En dépit de la controverse, le gouvernement Charest est décidé à développer l'industrie du gaz de schiste et à en retirer des bénéfices. Mais avant de rapporter, cette nouvelle industrie coûtera de l'argent aux contribuables québécois.

L'évaluation environnementale stratégique des projets recommandée par le Bureau d'audiences publiques sur l'environnement sera entièrement aux frais des contribuables, a fait savoir le ministre des Finances dans son budget d'hier. Une somme de 7 millions y sera consacrée.

L'inspection des puits et la surveillance des pratiques des entreprises coûteront quant à eux 6 millions de plus au cours des trois prochaines années. Le gouvernement s'engage aussi à verser une compensation de 100 000$ aux municipalités pour chaque puits foré sur leur territoire, pour en «atténuer certains inconvénients», à un coût prévu de 2,5 millions.

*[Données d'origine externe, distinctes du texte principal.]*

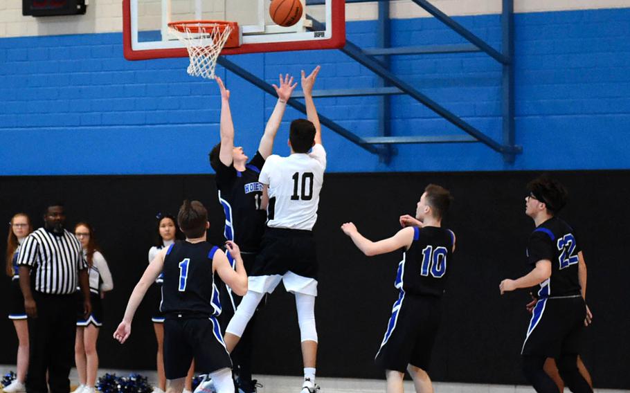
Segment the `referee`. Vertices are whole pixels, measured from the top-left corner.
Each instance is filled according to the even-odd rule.
[[[86,316],[91,311],[87,264],[81,244],[64,228],[65,221],[62,203],[48,205],[44,228],[24,239],[17,261],[28,316],[28,393],[48,392],[46,370],[51,393],[70,391],[78,281],[83,293],[83,311]]]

Enfin, le gouvernement entend investir 5 millions de plus sur trois ans dans l'acquisition de connaissances sur les eaux souterraines, un exercice qui profitera à l'industrie du gaz de schiste.

Au total, c'est donc plus de 20 millions qui sortiront des coffres de l'État avant que les redevances de l'industrie commencent à y entrer.

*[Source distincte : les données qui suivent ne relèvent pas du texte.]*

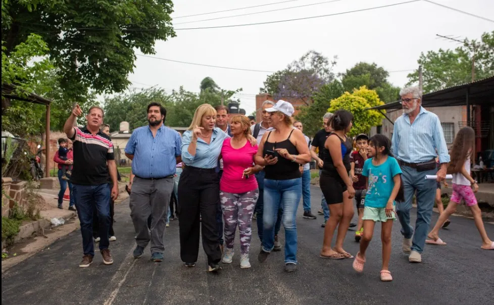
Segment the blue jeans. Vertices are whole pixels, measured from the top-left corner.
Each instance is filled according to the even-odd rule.
[[[259,189],[259,197],[256,202],[256,208],[254,212],[256,213],[257,223],[257,234],[259,236],[259,240],[263,241],[263,215],[264,211],[264,171],[261,171],[256,174],[256,180],[257,180],[257,185]],[[283,212],[281,207],[278,211],[278,218],[274,225],[274,235],[277,235],[281,228],[281,216]]]
[[[434,180],[426,180],[426,175],[435,175],[437,169],[417,172],[408,166],[402,166],[402,183],[405,191],[405,202],[397,202],[396,212],[402,225],[402,234],[406,238],[411,238],[412,250],[422,253],[425,245],[425,239],[430,224],[430,218],[434,207],[434,198],[437,182]],[[417,221],[415,233],[410,225],[410,210],[413,195],[417,199]]]
[[[100,227],[100,249],[107,249],[110,245],[110,186],[109,183],[99,185],[73,184],[72,192],[77,202],[77,216],[81,223],[82,249],[84,255],[94,256],[92,242],[92,222],[94,209],[97,211]]]
[[[74,195],[72,194],[72,184],[70,181],[62,179],[62,170],[58,170],[58,182],[60,183],[60,191],[58,192],[58,205],[61,206],[64,200],[64,195],[67,189],[67,185],[69,184],[69,191],[70,193],[70,201],[69,201],[69,207],[74,206]]]
[[[322,170],[319,170],[319,177],[321,177],[321,174],[322,173]],[[322,212],[324,213],[324,223],[326,223],[329,218],[329,207],[326,202],[326,198],[324,194],[321,194],[321,208],[322,208]]]
[[[304,212],[311,212],[311,170],[304,171],[302,174],[302,196]]]
[[[302,197],[302,179],[264,179],[264,214],[263,215],[263,250],[274,247],[274,224],[281,207],[285,228],[285,264],[297,264],[297,210]]]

«On va devenir riches avec nos ressources naturelles», a lancé le ministre Raymond Bachand. Il a souligné que la réforme du régime minier annoncé l'an dernier avait fait passer le Québec de la province «la plus cheap au Canada» pour l'industrie minière à celle qui est la plus coûteuse, avec des bénéfices immédiats aux finances publiques.

Nouveau régime

Le gouvernement veut aussi augmenter les redevances de l'industrie du gaz de schiste, mais dans ce cas-ci, les bénéfices pourraient être plus longs à venir pour les contribuables.

Le nouveau régime de redevances annoncé hier dans le budget ne s'appliquera pas aux 30 puits déjà forés. Les entreprises qui exploitent ces puits pourront donc continuer de bénéficier du bas taux actuel de redevances, à 10%.

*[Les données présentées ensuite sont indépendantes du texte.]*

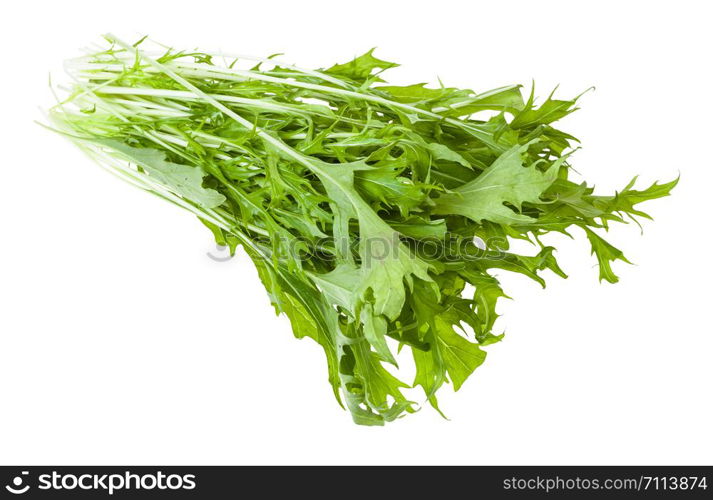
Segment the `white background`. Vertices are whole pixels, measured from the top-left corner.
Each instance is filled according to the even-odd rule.
[[[699,464],[713,462],[705,2],[12,2],[3,9],[0,463]],[[112,31],[179,48],[286,52],[324,67],[372,46],[395,83],[510,83],[570,97],[575,168],[600,192],[680,172],[635,266],[598,284],[581,234],[570,278],[499,274],[506,339],[441,406],[364,428],[320,349],[274,316],[249,261],[206,256],[192,216],[40,128],[52,72]]]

Le Québec ne peut pas se permettre de changer les règles du jeu en cours de route, comme l'aurait fait une république de bananes, explique-t-on au ministère des Finances.

Pour les nouveaux puits, l'industrie devra payer des redevances variant de 5%, si le prix du gaz est bas comme il l'est actuellement et le niveau de production faible, et 35%, si le prix du gaz atteint 10$ par millier de pieds cubes et si le niveau de production est élevé.

Si le potentiel du secteur du gaz de schiste se concrétise, le gouvernement calcule qu'il pourra encaisser 1,4 milliard en redevances pendant les 15 premières années de production.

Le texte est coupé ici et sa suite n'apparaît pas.